Retiring CJ Malanjum says ‘can’t remember’ who will be his successor

Chief Justice of Malaysia Tan Sri Richard Malanjum speaks to reporters in Kuala Lumpur March 22, 2019. — Picture by Ahmad Zamzahuri
Chief Justice of Malaysia Tan Sri Richard Malanjum speaks to reporters in Kuala Lumpur March 22, 2019. — Picture by Ahmad Zamzahuri

KUALA LUMPUR, March 22 — With just a few weeks to go to the end of his tenure, Chief Justice Tan Sri Richard Malanjum has repeatedly faced a barrage of questions over the identity of his successor.

In good humour today, the top judge departed from his usual response that he cannot comment on the matter as the appointment is the prerogative of the Yang di-Pertuan Agong.

“I can’t remember. No seriously, I can’t remember.
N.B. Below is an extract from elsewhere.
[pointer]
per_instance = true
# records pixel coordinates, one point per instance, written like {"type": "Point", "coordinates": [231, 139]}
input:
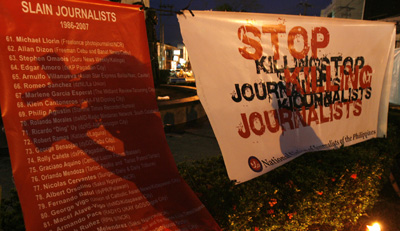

Got a bit of amnesia,” he told reporters when asked if his successor has been identified.

He then laughed, winked and bid goodbye to reporters.

Malanjum yesterday declined to comment on either his impending retirement or his replacement, reiterating that the matter was the King’s prerogative.

Asked if the government is under pressure to appoint a Malay-Muslim as the next chief justice given the current political climate, Malanjum said such judicial appointments are by the country’s ruler.

He declined to comment when asked if his tenure would be extended or if a successor has been identified.

Malanjum turned 66 last October 13, and is currently serving a six-month extension allowed under the Federal Constitution until early next month.

When asked if the upcoming retirement of the top four judges would affect the judiciary, Malanjum said there are currently “more than enough” judges in the superior courts and that new judges are being appointed.

As of March 1, the Judicial Appointments Commission’s website states that there are 121 judges — including judicial commissioners — at the High Court, Court of Appeal and Federal Court, with 32 vacancies for judges.